Un Dylan d’altri tempi come questo non si era mai visto. 12 canzoni letteralmente “out of time”, fuori dal tempo, lontane dal presente musicale e fuori da ogni moda. Che Dylan se ne infischiasse di tutto e di tutti, che fosse un bastian contrario a cui piace spiazzare il pubblico era cosa nota. Qualcuno si ricorderà la svolta elettrica, la svolta country, la svolta mistica, e potremmo andare avanti per un po’. Questo disco è “la svolta swing/blues”? Non proprio, è difficile parlare ancora in questi termini del sommo vate del rock. Ormai è letteralmente su un altro pianeta.
“Love and theft” ha colto e coglierà di sorpresa un po’ tutti.
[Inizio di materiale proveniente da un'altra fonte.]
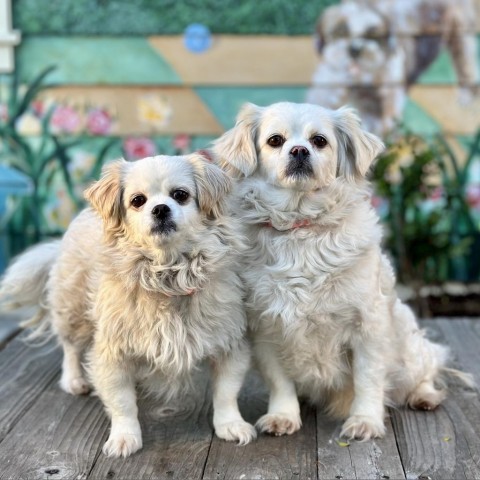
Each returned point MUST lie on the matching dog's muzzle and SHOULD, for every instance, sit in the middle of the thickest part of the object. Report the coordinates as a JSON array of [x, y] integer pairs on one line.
[[299, 164], [163, 223]]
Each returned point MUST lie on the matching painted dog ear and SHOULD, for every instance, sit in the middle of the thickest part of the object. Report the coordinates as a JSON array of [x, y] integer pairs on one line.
[[213, 185], [105, 195], [235, 150], [357, 149]]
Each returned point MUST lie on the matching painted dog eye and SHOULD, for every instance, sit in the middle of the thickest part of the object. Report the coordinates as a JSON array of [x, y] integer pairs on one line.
[[319, 141], [180, 196], [138, 200], [276, 141]]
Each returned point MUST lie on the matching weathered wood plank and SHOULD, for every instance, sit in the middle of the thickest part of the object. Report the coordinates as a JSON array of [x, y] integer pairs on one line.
[[286, 457], [376, 459], [176, 440], [58, 438], [463, 336], [25, 372], [444, 444]]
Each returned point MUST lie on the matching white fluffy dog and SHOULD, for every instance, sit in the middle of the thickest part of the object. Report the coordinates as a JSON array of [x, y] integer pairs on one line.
[[325, 320], [145, 284]]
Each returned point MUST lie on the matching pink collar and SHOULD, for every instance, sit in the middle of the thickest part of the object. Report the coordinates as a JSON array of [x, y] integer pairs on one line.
[[297, 224]]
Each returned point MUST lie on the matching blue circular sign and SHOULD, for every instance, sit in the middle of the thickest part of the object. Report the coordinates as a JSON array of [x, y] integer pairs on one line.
[[197, 38]]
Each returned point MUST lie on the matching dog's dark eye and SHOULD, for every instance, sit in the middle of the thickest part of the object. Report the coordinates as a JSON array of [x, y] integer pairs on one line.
[[180, 196], [319, 141], [138, 200], [276, 141]]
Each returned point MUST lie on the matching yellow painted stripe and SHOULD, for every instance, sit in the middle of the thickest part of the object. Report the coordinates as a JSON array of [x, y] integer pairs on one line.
[[242, 60], [443, 105], [142, 110]]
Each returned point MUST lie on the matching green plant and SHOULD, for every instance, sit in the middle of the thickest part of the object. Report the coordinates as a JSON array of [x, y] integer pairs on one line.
[[40, 157], [430, 230]]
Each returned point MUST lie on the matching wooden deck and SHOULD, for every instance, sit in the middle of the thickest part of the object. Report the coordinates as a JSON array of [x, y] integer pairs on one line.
[[47, 434]]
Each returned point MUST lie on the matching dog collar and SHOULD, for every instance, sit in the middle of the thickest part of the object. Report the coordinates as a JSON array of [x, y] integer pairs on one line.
[[297, 224], [187, 294]]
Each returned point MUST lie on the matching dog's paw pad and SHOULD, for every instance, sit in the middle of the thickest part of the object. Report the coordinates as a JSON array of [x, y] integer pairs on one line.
[[279, 424], [239, 431], [75, 386], [362, 427], [122, 445]]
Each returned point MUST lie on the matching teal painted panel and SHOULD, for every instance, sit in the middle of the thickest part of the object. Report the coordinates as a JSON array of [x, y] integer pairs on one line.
[[96, 60], [416, 120], [225, 103], [161, 17]]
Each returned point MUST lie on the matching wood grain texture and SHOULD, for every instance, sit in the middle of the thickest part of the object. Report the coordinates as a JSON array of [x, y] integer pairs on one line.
[[378, 458], [445, 443], [58, 438], [25, 372], [270, 457], [176, 439]]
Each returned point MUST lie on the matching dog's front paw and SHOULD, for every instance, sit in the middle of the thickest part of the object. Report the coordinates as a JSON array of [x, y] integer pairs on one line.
[[279, 423], [237, 431], [363, 427], [123, 440], [74, 386]]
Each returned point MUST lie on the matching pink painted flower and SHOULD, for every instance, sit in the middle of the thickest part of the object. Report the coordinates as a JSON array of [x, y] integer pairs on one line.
[[99, 122], [182, 142], [436, 194], [473, 196], [136, 148], [38, 108], [65, 120]]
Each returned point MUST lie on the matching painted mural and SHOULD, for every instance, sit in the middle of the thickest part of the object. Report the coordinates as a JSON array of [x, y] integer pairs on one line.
[[84, 92]]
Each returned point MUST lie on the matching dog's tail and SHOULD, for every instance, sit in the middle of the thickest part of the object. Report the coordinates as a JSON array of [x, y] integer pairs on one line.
[[425, 365], [24, 284]]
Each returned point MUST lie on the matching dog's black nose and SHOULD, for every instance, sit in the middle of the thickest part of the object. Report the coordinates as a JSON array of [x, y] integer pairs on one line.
[[161, 211], [354, 50], [299, 153]]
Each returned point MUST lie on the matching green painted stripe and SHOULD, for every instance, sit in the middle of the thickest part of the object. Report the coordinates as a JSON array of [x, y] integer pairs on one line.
[[417, 120], [225, 102], [100, 60]]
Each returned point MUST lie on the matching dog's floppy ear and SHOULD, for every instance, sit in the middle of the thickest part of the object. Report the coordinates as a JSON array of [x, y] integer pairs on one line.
[[213, 186], [357, 149], [105, 195], [235, 149]]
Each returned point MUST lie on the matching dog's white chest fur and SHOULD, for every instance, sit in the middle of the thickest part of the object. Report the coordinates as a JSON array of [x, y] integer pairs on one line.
[[301, 292]]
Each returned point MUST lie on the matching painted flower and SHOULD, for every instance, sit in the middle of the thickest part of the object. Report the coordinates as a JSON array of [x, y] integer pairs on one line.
[[136, 148], [473, 196], [28, 124], [65, 119], [182, 142], [38, 108], [81, 164], [154, 110], [99, 122], [60, 210]]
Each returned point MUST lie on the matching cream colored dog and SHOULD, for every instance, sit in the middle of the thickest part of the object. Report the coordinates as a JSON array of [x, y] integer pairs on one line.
[[325, 320], [144, 283]]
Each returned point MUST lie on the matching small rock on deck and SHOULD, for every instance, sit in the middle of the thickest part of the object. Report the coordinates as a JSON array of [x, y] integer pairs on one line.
[[47, 434]]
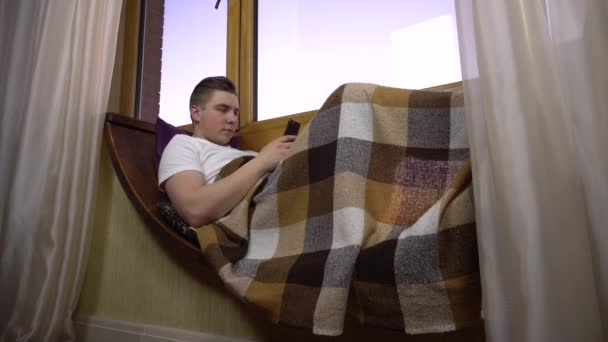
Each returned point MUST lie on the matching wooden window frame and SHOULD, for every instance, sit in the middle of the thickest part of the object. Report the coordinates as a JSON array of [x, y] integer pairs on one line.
[[240, 68]]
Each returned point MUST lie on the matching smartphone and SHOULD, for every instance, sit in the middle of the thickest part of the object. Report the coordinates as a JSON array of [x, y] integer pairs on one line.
[[292, 127]]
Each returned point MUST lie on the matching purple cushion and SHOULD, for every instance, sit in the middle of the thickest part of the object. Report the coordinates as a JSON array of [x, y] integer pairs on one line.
[[165, 132]]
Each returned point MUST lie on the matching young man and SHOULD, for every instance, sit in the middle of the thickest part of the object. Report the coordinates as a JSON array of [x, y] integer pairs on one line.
[[189, 165]]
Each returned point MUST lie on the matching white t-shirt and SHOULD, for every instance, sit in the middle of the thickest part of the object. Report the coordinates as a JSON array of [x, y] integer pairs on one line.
[[184, 152]]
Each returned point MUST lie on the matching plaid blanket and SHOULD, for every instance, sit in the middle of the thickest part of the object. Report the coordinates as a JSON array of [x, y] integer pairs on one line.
[[371, 214]]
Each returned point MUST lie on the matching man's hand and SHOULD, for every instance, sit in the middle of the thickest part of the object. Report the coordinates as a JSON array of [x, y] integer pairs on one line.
[[272, 154]]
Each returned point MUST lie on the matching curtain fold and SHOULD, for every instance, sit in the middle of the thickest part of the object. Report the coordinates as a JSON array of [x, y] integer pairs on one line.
[[535, 87], [57, 60]]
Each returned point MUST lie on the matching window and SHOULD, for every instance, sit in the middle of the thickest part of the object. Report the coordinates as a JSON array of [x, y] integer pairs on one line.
[[303, 50], [307, 48], [193, 47]]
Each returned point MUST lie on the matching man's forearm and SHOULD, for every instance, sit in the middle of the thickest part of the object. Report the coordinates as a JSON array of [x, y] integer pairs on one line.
[[212, 201]]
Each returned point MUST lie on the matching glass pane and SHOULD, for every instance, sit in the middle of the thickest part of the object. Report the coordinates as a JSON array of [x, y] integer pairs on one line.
[[307, 48], [194, 47]]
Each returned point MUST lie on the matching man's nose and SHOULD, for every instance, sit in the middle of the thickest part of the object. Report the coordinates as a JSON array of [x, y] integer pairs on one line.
[[232, 117]]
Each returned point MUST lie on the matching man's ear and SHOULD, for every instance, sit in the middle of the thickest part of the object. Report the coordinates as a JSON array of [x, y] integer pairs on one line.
[[195, 113]]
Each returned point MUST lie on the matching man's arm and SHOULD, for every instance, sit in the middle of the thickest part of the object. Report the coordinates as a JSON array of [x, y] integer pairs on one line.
[[199, 203]]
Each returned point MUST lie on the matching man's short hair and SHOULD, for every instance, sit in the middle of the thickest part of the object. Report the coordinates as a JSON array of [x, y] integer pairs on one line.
[[203, 90]]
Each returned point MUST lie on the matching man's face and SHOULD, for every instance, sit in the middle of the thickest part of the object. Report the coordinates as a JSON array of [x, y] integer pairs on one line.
[[217, 120]]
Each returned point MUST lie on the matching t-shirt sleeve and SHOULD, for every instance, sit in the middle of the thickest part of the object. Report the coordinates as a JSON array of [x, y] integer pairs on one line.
[[180, 154]]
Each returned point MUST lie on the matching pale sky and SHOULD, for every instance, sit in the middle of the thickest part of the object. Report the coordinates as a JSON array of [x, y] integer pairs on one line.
[[311, 48]]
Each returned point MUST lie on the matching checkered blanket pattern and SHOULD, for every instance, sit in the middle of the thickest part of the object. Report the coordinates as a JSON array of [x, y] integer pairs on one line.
[[370, 215]]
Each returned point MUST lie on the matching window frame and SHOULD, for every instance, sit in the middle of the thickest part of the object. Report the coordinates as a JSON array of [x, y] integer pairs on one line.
[[241, 64]]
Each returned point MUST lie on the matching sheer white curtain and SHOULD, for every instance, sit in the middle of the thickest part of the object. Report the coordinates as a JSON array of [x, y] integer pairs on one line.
[[536, 83], [55, 71]]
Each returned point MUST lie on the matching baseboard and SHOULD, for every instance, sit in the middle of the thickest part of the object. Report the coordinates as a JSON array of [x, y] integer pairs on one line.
[[99, 329]]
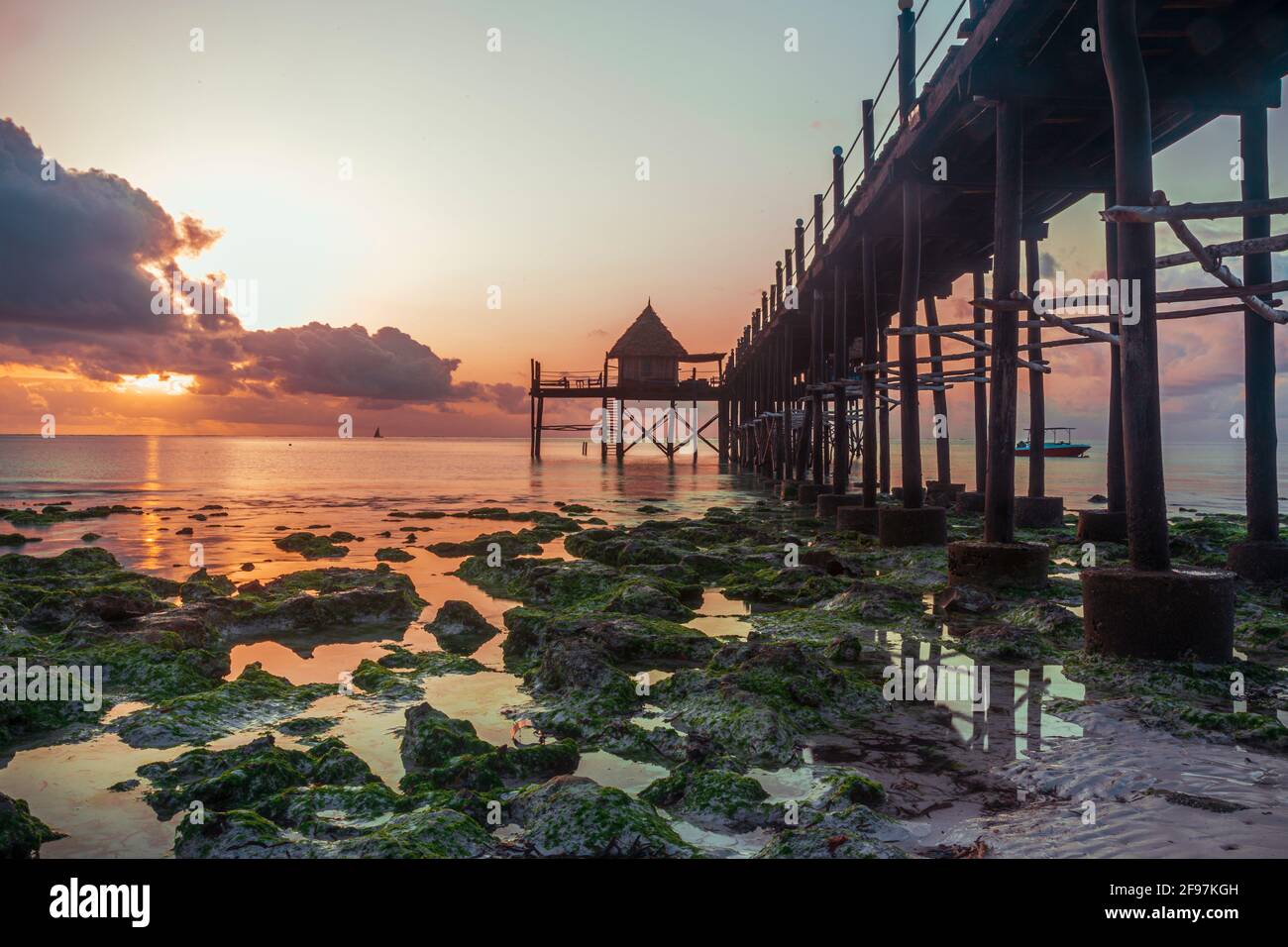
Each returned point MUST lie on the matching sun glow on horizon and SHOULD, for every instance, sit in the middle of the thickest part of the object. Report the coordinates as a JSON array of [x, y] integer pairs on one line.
[[156, 384]]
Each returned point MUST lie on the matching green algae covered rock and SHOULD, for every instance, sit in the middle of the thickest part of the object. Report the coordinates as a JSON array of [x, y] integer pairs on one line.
[[460, 629], [310, 545], [719, 797], [248, 776], [53, 514], [432, 738], [254, 697], [76, 586], [576, 817], [850, 832], [237, 834], [758, 698], [426, 832], [201, 585], [21, 832], [497, 768]]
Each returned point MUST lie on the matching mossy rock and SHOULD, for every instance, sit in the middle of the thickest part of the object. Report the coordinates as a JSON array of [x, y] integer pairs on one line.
[[21, 832], [712, 796], [576, 817], [310, 547], [254, 697], [244, 777]]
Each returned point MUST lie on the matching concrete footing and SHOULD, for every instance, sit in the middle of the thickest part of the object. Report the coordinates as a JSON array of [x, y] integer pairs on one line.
[[923, 526], [1038, 512], [857, 519], [1158, 615], [828, 504], [996, 565], [1102, 526], [1258, 561]]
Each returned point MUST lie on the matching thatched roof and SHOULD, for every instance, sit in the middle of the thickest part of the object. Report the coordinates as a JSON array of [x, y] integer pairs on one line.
[[647, 337]]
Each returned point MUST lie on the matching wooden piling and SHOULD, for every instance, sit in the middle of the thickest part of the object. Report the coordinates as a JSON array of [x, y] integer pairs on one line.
[[840, 403], [871, 329], [910, 279], [1133, 175], [1008, 200], [1261, 440], [1116, 474], [943, 459], [980, 386], [1037, 399]]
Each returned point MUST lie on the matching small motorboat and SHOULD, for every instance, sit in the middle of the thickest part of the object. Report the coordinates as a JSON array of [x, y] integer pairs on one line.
[[1057, 442]]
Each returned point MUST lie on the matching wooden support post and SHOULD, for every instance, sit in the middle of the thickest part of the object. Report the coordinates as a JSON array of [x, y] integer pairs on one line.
[[910, 281], [884, 416], [1116, 474], [1133, 175], [785, 464], [721, 429], [818, 227], [1037, 399], [621, 431], [840, 405], [1261, 440], [980, 390], [871, 330], [837, 184], [541, 405], [1000, 483], [943, 462], [816, 395]]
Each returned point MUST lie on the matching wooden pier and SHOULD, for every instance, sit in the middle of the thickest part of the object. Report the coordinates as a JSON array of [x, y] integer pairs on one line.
[[1037, 106], [647, 365]]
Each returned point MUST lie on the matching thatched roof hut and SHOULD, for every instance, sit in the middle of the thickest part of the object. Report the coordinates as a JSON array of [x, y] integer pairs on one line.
[[647, 351]]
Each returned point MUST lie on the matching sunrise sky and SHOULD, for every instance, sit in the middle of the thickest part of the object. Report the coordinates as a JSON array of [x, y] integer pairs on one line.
[[471, 169]]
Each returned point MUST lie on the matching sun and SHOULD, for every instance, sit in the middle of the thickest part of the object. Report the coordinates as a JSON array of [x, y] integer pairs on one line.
[[156, 382]]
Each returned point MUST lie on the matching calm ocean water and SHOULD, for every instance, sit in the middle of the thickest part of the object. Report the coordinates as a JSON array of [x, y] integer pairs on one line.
[[268, 484], [331, 472]]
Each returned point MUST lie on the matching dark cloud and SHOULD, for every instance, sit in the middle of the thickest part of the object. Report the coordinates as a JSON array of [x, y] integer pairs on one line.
[[386, 367], [85, 257]]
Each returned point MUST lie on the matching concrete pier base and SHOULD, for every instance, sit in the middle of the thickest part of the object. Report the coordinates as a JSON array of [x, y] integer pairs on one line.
[[925, 526], [996, 565], [1158, 615], [1258, 561], [1038, 512], [1102, 526], [828, 504], [858, 519]]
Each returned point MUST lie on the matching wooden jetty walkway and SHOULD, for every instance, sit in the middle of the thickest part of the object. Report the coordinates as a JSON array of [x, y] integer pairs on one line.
[[1039, 105]]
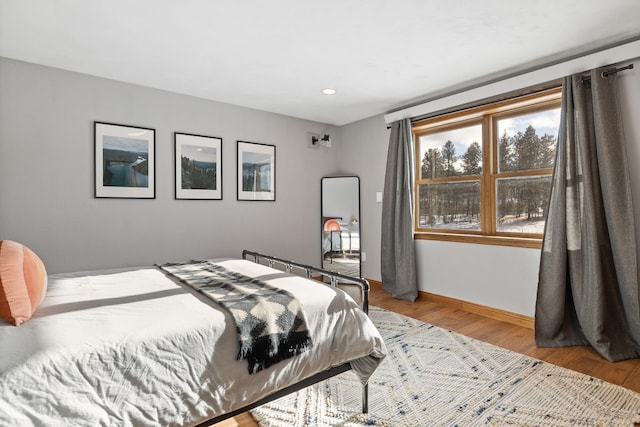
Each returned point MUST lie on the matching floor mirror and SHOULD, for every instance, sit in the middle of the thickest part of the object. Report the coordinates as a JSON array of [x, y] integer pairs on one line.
[[340, 205]]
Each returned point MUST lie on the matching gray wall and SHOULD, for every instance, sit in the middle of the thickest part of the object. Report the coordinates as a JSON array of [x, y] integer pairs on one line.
[[47, 187]]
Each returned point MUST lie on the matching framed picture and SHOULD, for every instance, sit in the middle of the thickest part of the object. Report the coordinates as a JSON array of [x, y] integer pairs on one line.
[[198, 167], [124, 161], [256, 171]]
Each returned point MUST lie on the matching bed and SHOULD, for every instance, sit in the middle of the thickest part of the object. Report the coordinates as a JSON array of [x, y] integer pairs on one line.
[[137, 347]]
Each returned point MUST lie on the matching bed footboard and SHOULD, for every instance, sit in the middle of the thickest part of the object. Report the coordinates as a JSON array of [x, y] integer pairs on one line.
[[311, 272]]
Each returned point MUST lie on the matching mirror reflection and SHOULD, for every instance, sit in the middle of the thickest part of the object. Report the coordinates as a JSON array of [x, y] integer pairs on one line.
[[340, 205]]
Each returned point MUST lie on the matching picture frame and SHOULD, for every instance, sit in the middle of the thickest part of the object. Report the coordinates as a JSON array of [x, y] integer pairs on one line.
[[256, 171], [198, 167], [124, 161]]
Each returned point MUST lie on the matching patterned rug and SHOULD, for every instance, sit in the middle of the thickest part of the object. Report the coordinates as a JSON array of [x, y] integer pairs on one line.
[[435, 377]]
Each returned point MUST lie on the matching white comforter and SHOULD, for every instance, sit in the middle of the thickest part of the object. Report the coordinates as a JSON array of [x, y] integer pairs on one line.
[[132, 347]]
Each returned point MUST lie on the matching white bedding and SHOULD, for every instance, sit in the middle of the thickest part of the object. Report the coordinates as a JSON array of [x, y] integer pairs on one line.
[[132, 347]]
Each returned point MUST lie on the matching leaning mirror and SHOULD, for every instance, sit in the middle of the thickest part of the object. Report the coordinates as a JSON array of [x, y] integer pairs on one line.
[[340, 204]]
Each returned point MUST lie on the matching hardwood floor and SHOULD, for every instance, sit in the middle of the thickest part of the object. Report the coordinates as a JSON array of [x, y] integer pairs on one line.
[[506, 335]]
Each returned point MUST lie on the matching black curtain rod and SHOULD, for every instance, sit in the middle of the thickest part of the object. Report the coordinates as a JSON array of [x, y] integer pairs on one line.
[[607, 73]]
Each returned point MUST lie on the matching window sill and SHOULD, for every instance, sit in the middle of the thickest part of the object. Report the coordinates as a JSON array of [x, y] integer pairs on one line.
[[520, 242]]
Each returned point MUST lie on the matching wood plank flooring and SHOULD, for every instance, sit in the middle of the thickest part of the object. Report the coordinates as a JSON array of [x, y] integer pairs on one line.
[[506, 335]]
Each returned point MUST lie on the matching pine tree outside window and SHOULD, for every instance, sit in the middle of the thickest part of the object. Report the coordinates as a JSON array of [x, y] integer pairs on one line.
[[483, 175]]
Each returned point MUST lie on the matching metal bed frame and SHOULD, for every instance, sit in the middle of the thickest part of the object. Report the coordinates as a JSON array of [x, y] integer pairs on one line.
[[334, 279]]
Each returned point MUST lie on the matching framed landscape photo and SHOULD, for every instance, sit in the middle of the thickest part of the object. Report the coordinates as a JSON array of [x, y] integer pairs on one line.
[[256, 171], [124, 161], [198, 167]]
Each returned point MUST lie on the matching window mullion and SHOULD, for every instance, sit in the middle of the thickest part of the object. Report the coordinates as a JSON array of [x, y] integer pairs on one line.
[[488, 189]]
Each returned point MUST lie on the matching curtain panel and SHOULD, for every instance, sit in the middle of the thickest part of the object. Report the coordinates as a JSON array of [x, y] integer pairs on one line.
[[397, 257], [588, 282]]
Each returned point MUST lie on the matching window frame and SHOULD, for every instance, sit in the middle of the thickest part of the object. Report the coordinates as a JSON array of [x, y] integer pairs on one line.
[[488, 116]]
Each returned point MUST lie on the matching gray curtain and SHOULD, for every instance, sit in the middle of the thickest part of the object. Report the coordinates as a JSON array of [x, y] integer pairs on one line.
[[588, 283], [397, 252]]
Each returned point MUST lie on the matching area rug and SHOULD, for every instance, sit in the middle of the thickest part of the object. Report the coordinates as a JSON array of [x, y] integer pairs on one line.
[[435, 377]]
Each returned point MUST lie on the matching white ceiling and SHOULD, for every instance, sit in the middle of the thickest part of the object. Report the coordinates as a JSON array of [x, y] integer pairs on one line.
[[278, 55]]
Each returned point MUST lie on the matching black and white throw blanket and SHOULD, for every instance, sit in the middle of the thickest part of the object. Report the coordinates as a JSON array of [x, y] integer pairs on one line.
[[270, 322]]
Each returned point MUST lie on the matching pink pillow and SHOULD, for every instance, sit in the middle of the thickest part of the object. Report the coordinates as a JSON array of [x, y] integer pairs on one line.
[[23, 282]]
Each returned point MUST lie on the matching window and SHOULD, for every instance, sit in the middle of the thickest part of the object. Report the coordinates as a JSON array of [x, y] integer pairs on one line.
[[484, 175]]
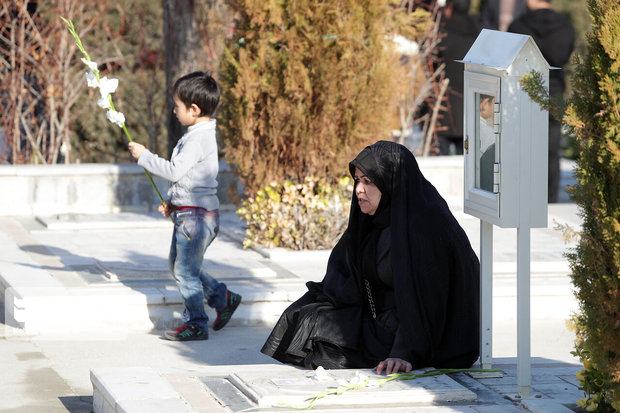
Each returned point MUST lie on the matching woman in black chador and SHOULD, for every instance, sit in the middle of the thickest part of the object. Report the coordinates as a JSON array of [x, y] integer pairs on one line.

E’ stato annunciato dallo stesso Dylan con un paio di inaspettate interviste un paio di mesi fa, ed ha suscitato parecchia curiosità. Qualcuno l’aveva definito "Nashville skyline" parte due, ovvero una ipotetica continuazione di quel lavoro che, alla fine degli anni '60, segnò una (temporanea) svolta country di Dylan. Il disco, invece, è una conferma quasi letterale delle parole che Dylan, per una volta meno criptico del solito nelle sue affermazioni, disse al quotidiano statunitense U.S.A. Today lo scorso 16 luglio: “Tutte le canzoni sono variazioni sul tema delle 12 battute e su melodie basate sul blues. La musica in questo caso è una griglia elettronica, mentre i testi sono la sotto-struttura che tiene tutto insieme”.
Di elettronico, ovviamente, non c'è nulla in questo disco, come peraltro era facile prevedere. Per il resto si tratta di melodie decisamente retrò, liricamente strutturate sulla forma della ballata blues e country, ricche di citazioni letterarie: dal “Il Grande Gatsby” di Francis Scott Fitzgerald (la frase “you can't repeat the past”, “non puoi ripetere il passato” ripresa in “Summer days”), a Sheakespeare (Otello e Desdemona, in “Po’ boy” e e Romeo e Giulietta in “Floater”).
Senza colpo ferire, Dylan passa dal blues (“Honest with me”, “Cry awhile”, "Lonesome day blues") al rockabilly ("Tweedle dee and tweedle dum", “Summer days”), dal country (“High country”, “Po’ Bo”) allo swing (“By and by”, “Moonlight”), esplorando territori praticamente mai battuti nella sua lunga carriera. Un plauso, in questa cavalcata, va alla band, che è quella che l’ha accompagnato recentemente nel suo “Never ending tour”. Larry Campbell, David Kemper, Tony Garnier e Charlie Sexton, con l'aggiunta del tastierista Augie Myers. “Love and theft”, insomma , non rappresenta nessuna svolta, ma solo l’ennesima grande conferma di un artista che, dopo quasi quarant’anni di carriera, non ha ancora smesso di cambiare e di stupire.